Yes. Fazm persists chat history to a local SQLite database (the ChatMessageStore layer in Desktop/Sources/ChatMessageStore.swift) and reloads the session on launch, so windows come back with their history intact. This matters during a release cycle specifically: comparing models is a multi-day activity, and a restart should not wipe the threads you set up to evaluate GPT-5.5, Grok 4.3, Command A+, or Opus 4.8.

Is the May 2026 list final?

No. The pattern across 2026 has been one to three open-weight releases of any size per week, plus proprietary frontier drops on their own cadence (Claude Opus 4.8 landed as late as May 28). The list on this page is a snapshot verified as of May 29, 2026. Treat it as a moving picture, not a final accounting of the month.

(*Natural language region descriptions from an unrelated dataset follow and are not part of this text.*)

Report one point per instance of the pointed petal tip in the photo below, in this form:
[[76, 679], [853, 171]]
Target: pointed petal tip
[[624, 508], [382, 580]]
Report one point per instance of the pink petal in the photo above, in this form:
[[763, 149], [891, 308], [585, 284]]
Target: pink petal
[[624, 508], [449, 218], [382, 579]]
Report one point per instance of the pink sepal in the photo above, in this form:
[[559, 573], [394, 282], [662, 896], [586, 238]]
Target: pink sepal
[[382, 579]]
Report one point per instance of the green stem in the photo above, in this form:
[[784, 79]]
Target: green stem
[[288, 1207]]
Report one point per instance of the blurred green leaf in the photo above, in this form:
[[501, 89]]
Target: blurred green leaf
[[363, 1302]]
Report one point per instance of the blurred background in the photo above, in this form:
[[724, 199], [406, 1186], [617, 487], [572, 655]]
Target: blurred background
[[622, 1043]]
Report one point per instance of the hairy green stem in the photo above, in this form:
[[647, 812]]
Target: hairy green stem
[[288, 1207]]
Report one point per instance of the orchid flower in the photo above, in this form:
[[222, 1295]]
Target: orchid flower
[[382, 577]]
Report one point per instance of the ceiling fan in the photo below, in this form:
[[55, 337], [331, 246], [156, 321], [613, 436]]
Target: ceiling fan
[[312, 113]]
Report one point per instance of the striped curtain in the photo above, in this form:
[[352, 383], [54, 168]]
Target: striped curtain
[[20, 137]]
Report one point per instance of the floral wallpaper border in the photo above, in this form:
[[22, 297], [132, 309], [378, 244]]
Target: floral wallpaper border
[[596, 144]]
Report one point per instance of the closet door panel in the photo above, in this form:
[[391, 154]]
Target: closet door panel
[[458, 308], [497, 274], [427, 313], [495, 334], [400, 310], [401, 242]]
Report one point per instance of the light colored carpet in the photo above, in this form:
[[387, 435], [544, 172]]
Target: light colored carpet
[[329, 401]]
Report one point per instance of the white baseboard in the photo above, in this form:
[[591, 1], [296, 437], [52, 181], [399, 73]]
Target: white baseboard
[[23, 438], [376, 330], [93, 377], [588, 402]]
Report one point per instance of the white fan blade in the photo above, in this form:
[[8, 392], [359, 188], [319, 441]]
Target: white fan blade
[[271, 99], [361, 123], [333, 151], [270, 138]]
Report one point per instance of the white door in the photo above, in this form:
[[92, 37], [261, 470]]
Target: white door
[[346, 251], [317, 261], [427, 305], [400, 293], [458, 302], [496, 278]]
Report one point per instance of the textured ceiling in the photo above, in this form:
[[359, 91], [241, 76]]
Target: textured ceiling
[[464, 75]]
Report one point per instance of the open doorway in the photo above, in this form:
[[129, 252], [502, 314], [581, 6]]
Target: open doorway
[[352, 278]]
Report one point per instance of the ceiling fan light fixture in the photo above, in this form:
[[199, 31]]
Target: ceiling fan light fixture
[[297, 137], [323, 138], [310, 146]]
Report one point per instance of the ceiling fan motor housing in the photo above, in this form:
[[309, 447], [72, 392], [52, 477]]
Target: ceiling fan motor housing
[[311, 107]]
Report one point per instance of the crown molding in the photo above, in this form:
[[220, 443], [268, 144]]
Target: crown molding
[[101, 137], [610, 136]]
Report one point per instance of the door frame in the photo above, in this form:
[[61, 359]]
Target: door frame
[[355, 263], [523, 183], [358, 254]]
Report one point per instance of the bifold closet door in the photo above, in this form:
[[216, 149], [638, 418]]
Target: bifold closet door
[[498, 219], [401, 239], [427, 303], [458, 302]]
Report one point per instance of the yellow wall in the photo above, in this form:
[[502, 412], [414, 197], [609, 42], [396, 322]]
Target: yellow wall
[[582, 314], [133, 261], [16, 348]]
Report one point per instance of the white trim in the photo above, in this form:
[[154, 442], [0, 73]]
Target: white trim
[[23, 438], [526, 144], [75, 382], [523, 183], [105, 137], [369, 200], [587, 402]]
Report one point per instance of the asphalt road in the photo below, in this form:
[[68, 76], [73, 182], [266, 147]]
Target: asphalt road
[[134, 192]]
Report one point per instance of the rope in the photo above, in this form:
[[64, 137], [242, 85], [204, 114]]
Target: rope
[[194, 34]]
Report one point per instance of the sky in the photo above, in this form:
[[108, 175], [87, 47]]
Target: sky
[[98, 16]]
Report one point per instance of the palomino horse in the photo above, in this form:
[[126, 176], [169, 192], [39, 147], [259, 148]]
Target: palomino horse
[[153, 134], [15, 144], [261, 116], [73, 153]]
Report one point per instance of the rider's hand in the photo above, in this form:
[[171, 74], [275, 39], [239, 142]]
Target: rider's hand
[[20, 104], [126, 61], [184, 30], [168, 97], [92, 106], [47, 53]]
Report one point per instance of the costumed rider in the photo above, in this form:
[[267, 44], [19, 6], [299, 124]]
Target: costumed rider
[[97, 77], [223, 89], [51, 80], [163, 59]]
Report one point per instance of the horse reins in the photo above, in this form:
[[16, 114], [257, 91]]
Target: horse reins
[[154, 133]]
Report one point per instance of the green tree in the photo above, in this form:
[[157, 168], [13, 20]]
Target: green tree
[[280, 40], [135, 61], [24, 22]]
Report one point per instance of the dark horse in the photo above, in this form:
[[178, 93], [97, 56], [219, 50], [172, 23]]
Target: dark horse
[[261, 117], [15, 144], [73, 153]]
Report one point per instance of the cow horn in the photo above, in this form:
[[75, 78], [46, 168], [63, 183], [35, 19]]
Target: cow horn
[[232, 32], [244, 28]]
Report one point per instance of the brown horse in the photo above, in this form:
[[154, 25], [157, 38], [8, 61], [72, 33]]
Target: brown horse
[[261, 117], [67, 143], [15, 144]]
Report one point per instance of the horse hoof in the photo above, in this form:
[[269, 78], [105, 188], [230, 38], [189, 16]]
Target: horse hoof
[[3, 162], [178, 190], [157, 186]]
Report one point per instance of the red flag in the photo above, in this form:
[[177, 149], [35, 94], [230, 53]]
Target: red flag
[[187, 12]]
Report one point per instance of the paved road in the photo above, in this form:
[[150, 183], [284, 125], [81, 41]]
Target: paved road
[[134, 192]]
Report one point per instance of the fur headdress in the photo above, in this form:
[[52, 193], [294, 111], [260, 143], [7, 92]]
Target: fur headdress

Where can I verify these dates and specs myself?

The open-weight models have public pages: huggingface.co/CohereLabs/command-a-plus-05-2026-bf16 for Command A+, huggingface.co/openbmb/MiniCPM-V-4.6 for MiniCPM-V 4.6, huggingface.co/XiaomiMiMo/MiMo-V2.5-Pro for MiMo-V2.5-Pro, and research.ibm.com/blog/granite-4-1-ai-foundation-models for Granite 4.1. The proprietary releases are documented on the OpenAI, xAI, Google, and Anthropic announcement channels (for example anthropic.com/news for Claude Opus 4.8 and openai.com for GPT-5.5 Instant). The Fazm behaviors described here are readable in the open repo at github.com/m13v/fazm.